First Day – Joy, Sadness and Anxiety
by: Gari Lister
Most schools in Dallas started Monday, and my Facebook feed is full of happy children getting ready for their first day of school. My own daughter started last week — on Wednesday, of all weird days — and somehow I missed posting her picture (so of course I’m embarrassing her by posting it here).
But if I’m honest, maybe it wasn’t a mistake. I know summers are really hard for lots of families with traumatized children — the lack of structure and unpredictability, and the time without any respite at all.
But that’s not true for our family. I love summers and I DREAD school. School means stress — for the girls and for me — and school means sadness too. Summers are when everyone relaxes, when we laugh together and when most troubles are miles away. I love summers.

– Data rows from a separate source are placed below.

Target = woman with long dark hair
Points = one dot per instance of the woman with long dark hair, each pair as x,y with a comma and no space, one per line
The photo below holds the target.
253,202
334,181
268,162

My kids do sooo much better in the summer. My middle one relaxes and even though she is 14 she is actually reasonably fun to be around. During the school year, I never know what her mood will be when I pick her up – some days she is fine, but too often the stress she hides so successfully at school leads her to nearly explode with nastiness at home.
And for me, the start to school and September is a reminder of just how hard a time my youngest daughter has at school — and what that means for me. We tried regular school, and she collapsed into silence every afternoon. When I homeschooled her, persuading her to do a single page of easy academic work took all day. We tried a special sensory-focused school, and that helped with the academics, but she is so empathetic that she took on the issues of the children around her. So we were left again last spring with homeschooling her.

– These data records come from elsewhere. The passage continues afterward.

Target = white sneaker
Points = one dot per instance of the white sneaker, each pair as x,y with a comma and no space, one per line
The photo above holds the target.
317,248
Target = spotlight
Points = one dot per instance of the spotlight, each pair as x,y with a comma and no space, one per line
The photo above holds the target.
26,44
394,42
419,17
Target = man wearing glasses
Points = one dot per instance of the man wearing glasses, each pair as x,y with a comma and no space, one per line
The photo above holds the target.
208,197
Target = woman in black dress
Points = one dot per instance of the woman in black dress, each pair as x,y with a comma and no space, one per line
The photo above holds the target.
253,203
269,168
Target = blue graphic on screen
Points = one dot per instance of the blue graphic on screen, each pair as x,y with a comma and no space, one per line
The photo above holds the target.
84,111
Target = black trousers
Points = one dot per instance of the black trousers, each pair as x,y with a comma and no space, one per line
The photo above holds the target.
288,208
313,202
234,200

And so, every time I see those happy faces headed off to school, I am forced to face the simple question – what grade is she in? How do you quantify the grade of a sweet, sad little girl who has a terrible time doing school work because she is so convinced she can’t learn and because she worries about everything under the sun? I’ve finally gotten her to read, but when will I help her catch up? Will she catch up? Couldn’t I do a better job? Will she ever have a big smile and hold up a card for her new grade?
So this August, if you find yourself dragging your heels and trying desperately to avoid September . . . know you’re not alone.
And know that it’s only 9 months until summer!